It’s also the perfect thing to grow during cooler months of the year. Yes, believe it or not as the temperature cools a molecular miracle takes place and kale actually starts tasting even better. Whilst other veg succumbs to the chill of winter, kale stands strong and its sugars start to concentrate making it just that bit sweeter. Neat huh?
How to grow your organic kale
Sow the seeds
- You’ll want to do this as soon as you can! Although kale likes cooler weather, they’ll need some of summer’s lovely warmth to get started. If you’ve got a garden, you can sow the seeds outside, if not simply pop them in a bright spot in the house such as a window ledge or conservatory. Sow the seeds about 1cm deep, 60 cm apart from each other. If you don’t get around to sowing your kale seeds right away, don’t panic! Our kale seeds last for about 4 years, so you can always have a go next year. The absolute best time to plant them is between March and June.
- After about 6 weeks your kale plants should have blossomed into beautiful young plants. The trick to knowing when they’re ready is when they have at least five true leaves on them. Now it’s time to move them to their growing position! Make sure you give them a good drink of water the day before moving day, so they’re ready for the upheaval.
- Transplant your little kale plants into a nice sunny spot in the garden, or somewhere indoors where they will get plenty of direct natural light – spacing them about 45 cm apart. Make sure you keep them well watered through dry spells, protect them from birds if needed by covering with some netting and keep an eye out for caterpillars who come a-crawling! When you’re growing small scale like this, the best way to avoid your plants getting eaten is to pick off little beasties like caterpillars and ask them to kindly go on their way.

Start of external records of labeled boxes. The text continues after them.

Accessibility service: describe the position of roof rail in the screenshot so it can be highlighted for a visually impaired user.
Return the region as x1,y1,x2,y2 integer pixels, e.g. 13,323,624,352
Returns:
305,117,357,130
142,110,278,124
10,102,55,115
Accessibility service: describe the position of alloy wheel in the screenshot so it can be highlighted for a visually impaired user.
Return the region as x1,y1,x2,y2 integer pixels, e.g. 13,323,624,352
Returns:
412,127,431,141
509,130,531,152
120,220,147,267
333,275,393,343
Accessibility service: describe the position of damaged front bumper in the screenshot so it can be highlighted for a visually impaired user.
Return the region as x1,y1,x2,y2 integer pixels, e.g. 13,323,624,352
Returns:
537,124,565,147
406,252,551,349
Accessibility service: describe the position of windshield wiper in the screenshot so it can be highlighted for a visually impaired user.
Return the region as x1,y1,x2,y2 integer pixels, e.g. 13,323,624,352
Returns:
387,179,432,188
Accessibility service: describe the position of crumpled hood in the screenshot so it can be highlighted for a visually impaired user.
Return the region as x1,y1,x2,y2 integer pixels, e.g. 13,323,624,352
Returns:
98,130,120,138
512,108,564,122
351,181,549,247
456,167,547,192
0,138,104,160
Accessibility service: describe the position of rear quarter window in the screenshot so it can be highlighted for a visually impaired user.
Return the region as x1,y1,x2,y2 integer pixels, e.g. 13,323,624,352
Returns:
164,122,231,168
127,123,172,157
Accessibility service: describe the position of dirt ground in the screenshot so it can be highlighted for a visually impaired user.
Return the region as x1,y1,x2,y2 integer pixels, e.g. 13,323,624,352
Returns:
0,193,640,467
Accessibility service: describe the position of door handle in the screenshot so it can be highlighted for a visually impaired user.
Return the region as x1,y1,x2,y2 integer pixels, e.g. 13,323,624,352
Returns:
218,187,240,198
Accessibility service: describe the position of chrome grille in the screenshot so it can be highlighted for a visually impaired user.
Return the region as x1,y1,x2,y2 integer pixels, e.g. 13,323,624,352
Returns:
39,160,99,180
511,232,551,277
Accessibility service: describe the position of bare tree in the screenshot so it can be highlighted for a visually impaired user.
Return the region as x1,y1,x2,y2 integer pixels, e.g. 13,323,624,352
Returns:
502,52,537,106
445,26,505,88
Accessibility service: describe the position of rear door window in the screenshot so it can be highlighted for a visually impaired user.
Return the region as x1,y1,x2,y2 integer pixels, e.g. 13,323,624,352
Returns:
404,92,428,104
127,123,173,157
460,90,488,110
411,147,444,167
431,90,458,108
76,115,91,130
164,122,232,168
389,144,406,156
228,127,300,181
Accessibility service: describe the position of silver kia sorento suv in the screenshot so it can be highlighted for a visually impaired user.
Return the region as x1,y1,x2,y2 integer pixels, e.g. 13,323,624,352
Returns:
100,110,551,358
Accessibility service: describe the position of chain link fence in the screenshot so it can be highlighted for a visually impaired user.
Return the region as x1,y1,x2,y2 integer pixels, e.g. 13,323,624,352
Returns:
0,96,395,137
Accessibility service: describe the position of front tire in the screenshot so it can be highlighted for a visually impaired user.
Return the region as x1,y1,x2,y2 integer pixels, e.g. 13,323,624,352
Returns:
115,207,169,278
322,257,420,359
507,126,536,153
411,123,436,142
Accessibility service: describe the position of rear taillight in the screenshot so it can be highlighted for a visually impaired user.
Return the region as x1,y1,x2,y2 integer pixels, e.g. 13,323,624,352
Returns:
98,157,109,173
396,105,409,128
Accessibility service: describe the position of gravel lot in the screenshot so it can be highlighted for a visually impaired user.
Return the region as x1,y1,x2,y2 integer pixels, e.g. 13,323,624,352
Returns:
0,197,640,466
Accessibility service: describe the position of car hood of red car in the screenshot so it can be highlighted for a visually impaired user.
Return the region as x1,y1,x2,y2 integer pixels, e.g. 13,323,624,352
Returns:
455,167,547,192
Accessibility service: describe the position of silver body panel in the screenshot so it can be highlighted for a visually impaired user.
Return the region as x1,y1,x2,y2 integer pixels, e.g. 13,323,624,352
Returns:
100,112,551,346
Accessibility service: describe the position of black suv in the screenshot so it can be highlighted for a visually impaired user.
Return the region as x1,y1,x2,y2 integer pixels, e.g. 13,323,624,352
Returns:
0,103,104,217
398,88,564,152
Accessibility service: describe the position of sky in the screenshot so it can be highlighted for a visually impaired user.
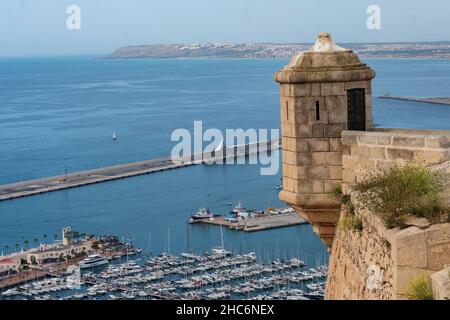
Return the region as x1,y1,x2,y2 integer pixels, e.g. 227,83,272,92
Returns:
0,0,450,56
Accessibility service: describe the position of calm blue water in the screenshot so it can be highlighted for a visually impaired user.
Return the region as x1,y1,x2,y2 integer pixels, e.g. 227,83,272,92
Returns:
0,57,450,263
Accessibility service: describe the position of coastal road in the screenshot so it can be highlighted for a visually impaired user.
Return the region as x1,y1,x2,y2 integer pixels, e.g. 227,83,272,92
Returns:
0,140,281,201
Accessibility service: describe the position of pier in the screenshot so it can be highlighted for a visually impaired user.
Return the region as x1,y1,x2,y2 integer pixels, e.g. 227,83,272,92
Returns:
192,212,308,232
380,95,450,106
0,140,281,201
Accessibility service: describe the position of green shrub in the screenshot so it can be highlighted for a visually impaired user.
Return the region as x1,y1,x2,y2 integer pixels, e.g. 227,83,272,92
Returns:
355,163,450,228
331,187,363,232
339,212,363,232
406,275,433,300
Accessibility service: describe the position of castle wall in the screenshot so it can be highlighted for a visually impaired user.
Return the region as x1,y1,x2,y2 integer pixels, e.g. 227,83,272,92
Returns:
326,129,450,299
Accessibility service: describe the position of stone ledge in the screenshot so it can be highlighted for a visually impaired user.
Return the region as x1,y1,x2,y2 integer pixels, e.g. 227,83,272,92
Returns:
431,267,450,300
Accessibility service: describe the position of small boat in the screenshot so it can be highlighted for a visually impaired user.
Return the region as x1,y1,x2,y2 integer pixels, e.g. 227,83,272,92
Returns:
79,254,109,269
190,208,214,222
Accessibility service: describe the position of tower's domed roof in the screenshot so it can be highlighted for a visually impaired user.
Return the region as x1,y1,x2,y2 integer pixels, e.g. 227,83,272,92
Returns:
276,32,375,83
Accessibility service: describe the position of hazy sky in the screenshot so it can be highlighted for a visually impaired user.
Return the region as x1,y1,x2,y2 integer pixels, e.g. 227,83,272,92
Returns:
0,0,450,56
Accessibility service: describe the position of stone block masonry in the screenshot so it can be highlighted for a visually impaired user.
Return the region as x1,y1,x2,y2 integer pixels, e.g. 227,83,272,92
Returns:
342,129,450,193
326,129,450,299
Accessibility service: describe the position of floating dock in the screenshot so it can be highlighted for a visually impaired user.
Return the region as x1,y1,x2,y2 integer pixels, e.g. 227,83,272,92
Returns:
380,95,450,106
195,212,308,232
0,140,281,201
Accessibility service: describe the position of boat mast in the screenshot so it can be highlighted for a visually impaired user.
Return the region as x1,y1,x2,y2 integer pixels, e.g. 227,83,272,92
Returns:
167,227,170,255
220,225,225,249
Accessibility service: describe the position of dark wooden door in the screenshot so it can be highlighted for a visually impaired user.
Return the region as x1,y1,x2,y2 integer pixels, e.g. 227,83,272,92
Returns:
347,89,366,131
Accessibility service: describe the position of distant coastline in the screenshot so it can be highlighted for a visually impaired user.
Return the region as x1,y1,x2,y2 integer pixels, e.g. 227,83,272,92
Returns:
105,42,450,59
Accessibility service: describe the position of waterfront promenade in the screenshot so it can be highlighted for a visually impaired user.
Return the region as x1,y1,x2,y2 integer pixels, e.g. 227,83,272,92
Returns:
0,140,281,201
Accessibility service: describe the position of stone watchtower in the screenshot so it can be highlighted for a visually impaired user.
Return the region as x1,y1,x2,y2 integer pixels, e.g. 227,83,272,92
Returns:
275,33,375,247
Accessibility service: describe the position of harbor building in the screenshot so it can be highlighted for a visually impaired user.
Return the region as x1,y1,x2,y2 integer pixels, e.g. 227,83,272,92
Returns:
275,33,375,247
0,257,20,278
26,227,97,265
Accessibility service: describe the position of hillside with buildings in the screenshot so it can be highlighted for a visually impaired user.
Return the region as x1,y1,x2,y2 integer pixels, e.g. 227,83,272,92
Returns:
107,42,450,59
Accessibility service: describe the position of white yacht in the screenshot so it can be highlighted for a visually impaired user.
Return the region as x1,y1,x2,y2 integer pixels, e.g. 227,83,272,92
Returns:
191,208,214,222
79,254,109,269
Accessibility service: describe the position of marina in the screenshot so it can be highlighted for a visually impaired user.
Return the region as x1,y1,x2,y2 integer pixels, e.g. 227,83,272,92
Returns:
189,204,308,232
0,247,327,300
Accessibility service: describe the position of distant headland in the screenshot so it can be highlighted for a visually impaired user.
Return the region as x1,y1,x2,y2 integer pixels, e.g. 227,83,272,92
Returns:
106,41,450,59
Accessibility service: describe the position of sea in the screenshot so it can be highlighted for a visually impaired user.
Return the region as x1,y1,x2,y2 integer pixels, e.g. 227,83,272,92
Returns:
0,56,450,265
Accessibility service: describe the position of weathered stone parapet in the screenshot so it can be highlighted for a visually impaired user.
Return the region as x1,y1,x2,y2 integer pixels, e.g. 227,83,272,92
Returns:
431,267,450,300
326,129,450,299
275,33,375,246
342,129,450,192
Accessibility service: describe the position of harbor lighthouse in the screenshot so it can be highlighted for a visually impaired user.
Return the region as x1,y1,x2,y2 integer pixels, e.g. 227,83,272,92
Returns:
275,33,375,247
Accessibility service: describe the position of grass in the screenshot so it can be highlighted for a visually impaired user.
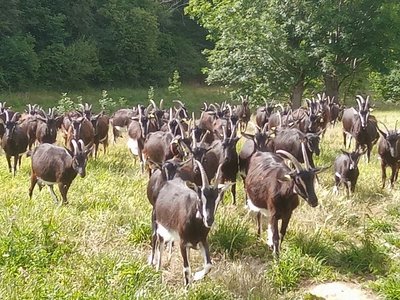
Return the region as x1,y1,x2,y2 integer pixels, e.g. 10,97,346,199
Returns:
0,88,400,299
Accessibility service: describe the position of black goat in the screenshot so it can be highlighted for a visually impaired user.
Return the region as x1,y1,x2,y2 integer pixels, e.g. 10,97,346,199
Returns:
36,108,62,144
333,149,365,196
127,105,149,172
90,113,110,159
110,108,137,143
1,110,29,176
153,162,228,286
246,143,322,256
67,117,94,150
239,123,275,182
29,140,91,204
342,95,379,162
378,124,400,188
274,128,320,168
235,96,251,132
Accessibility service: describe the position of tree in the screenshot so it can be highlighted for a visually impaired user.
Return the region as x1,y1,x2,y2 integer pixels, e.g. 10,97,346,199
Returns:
313,0,400,99
187,0,400,107
187,0,318,107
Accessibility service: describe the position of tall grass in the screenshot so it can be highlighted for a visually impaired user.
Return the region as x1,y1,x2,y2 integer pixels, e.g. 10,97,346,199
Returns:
0,89,400,299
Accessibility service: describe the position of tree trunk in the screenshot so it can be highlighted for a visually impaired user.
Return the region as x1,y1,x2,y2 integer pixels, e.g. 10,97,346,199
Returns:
292,78,305,109
324,73,339,103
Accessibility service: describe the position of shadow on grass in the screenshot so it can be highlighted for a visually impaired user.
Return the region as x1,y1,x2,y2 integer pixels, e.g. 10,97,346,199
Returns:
290,233,390,276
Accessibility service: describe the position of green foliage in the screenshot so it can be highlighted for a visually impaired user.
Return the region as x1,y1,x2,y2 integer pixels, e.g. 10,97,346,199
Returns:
147,86,154,101
187,283,234,300
168,70,182,99
186,0,400,106
0,0,206,90
0,35,39,89
99,90,117,114
210,216,256,258
369,65,400,102
267,248,323,293
57,93,76,114
372,272,400,300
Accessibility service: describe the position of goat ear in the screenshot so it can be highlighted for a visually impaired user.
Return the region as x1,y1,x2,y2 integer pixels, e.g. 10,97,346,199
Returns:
85,145,94,155
218,182,235,193
376,126,387,139
186,181,199,194
240,132,254,140
313,166,331,174
64,148,75,157
340,149,350,155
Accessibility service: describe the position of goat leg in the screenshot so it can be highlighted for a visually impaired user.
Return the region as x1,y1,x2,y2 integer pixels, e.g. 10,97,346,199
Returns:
49,185,58,204
281,212,292,245
390,164,397,188
381,159,386,188
13,154,19,177
193,241,212,281
29,173,37,199
180,241,191,287
6,154,12,173
58,182,70,204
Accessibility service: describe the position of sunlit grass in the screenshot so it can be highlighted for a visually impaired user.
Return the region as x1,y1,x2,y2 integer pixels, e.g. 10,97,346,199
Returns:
0,97,400,299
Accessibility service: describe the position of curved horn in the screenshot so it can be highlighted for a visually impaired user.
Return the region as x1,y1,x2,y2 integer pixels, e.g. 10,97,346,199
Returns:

- From October onwards, you should be able to start harvesting your delicious organic kale. When leaves get to about 10cm long they are ripe for the picking! And that’s really all there is to it. See, going organic is easier than you think!
Some tasty ideas
Naturally, we are HUGE fans of kale. And it’s actually one of the stars of the show in our Organic Lentil & Kale Tart. We team it with earthy lentils and a berry zing, which is a match made in heaven – trust us!
The amazing thing about kale though, is that it works alongside pretty much any pie or tart we make. As the nights get longer and temperatures cool, we like it lightly steamed alongside our warming Creamy Mushroom, Chestnut & Bean or French Cassoulet Pies. If you prefer your pies at lunch though, try drizzling a tiny bit of olive oil onto the kale, give it a good scrunch and see some true magic taking place! This gentle squeeze tenderises the kale and accentuates its natural green goodness.
Organic fact – did you know?
Kale is on the ‘Dirty Dozen’ list. What does this mean we hear you cry! Well, a group based in the US called The Environmental Working Group (EWG) has been helping shoppers go organic since 2004, regularly publishing reports and guides that point out pesticides in produce. In 2020, they released a list called the ‘Dirty Dozen’ which includes the 12 worst offenders for pesticide use in non-organic farming. Kale came in at number 3, just behind strawberries and spinach!